Did you know there’s a gigantic body of floating plastic particles in the Pacific Ocean?
According to The Ocean Cleanup, a nonprofit organization dedicated to cleaning up the world’s oceans, the Great Pacific Garbage Patch (GPGP) is the largest of the five offshore plastic accumulation zones in the world. The patch is located halfway between Hawaii and California.
The patch covers an estimated surface area of just over 617,762 square miles. While it is difficult to measure the exact size of the garbage patch because the boundaries are constantly shifting, that surface area is roughly twice the size of Texas or three times the size of France, The Ocean Cleanup reported.
According to Google Trends, the top question people searching had about the garbage patch was its visibility from space. Across Twitter, some have even claimed the accumulation problem is so huge, it’s viewable from the International Space Station.

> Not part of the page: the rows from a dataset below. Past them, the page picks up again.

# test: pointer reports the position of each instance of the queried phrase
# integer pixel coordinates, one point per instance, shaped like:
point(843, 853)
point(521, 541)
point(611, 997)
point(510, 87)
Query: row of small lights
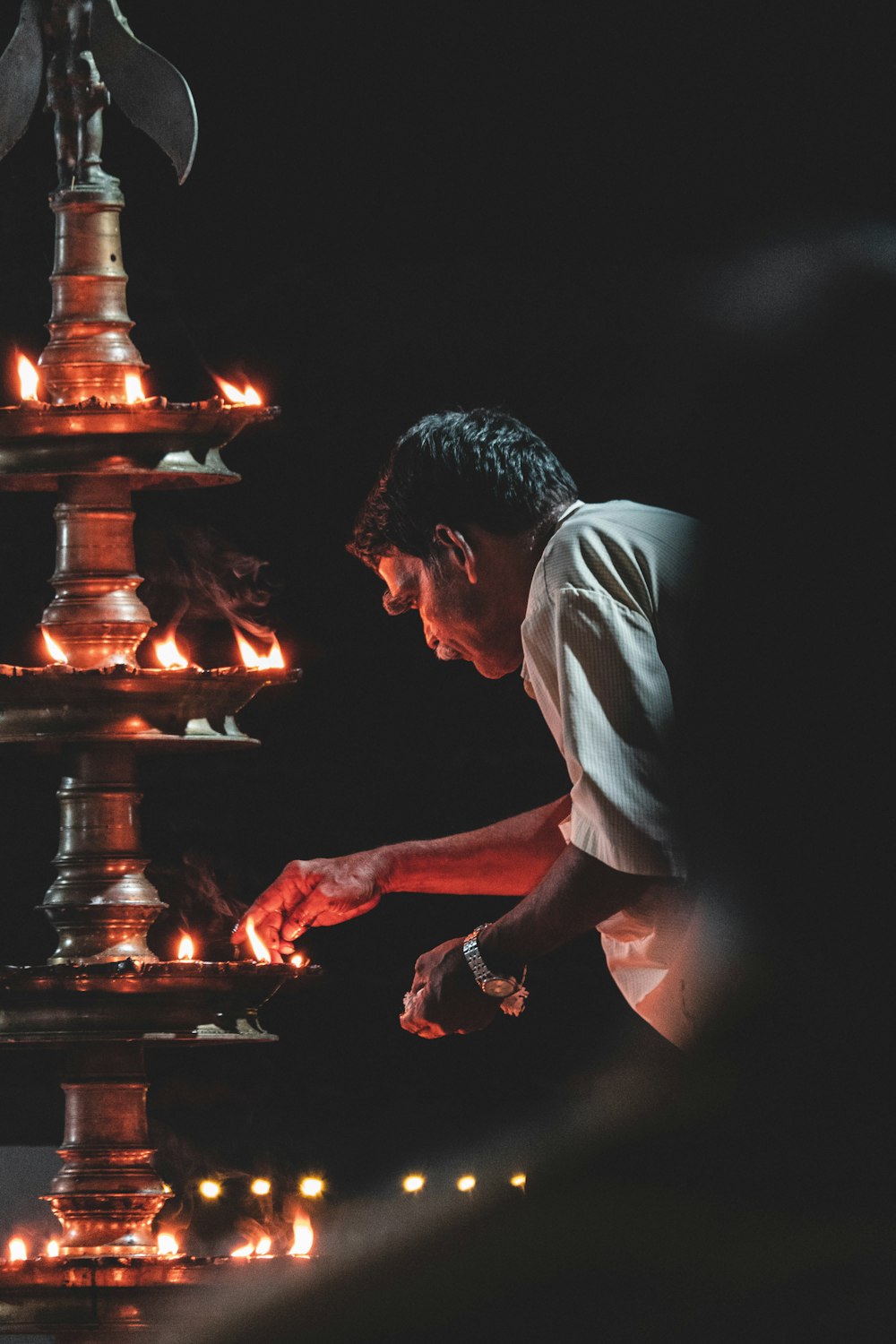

Can you see the Great Pacific Garbage Patch from space?
- National Oceanic and Atmospheric Administration (NOAA)
- Dr. Sarah-Jeanne Royer, a bio-geochemist and oceanographer with the Scripps Institution of Oceanography
- Nick Mallos, senior director of the Trash Free Seas program at Ocean Conservancy
- Nancy Wallace, marine debris program director at National Oceanic and Atmospheric Administration
- The Ocean Cleanup, a nonprofit dedicated to ocean conservation
- Oceana, an ocean conservation organization
No, you can’t see the Great Pacific Garbage Patch from space.
WHAT WE FOUND
The Great Pacific Garbage Patch developed because of the North Pacific Gyre, which is a system of circulating currents. The currents pick up large amounts of microplastic debris, or extremely small pieces of plastic, and some larger pieces of floating trash. The flotsam then circulates together within a vortex, slowly growing as more and more debris is gathered.
The microplastics come from larger items that break down, Nick Mallos, senior director of the Trash Free Seas program at Ocean Conservancy, told VERIFY.
To better understand the Great Pacific Garbage Patch, it’s simpler to think of it like a soup, Sarah Jeanne-Royer, with the Scripps Institute of Oceanography, told VERIFY.
“I guess we can see it as a soup of microplastics … It's where you have floating debris of plastic basically moving at the surface and slightly under the surface of the water. So there's a lot of movement, and you get the microplastics going up and down in a couple of meters of water at the surface,” Jeanne-Royer said.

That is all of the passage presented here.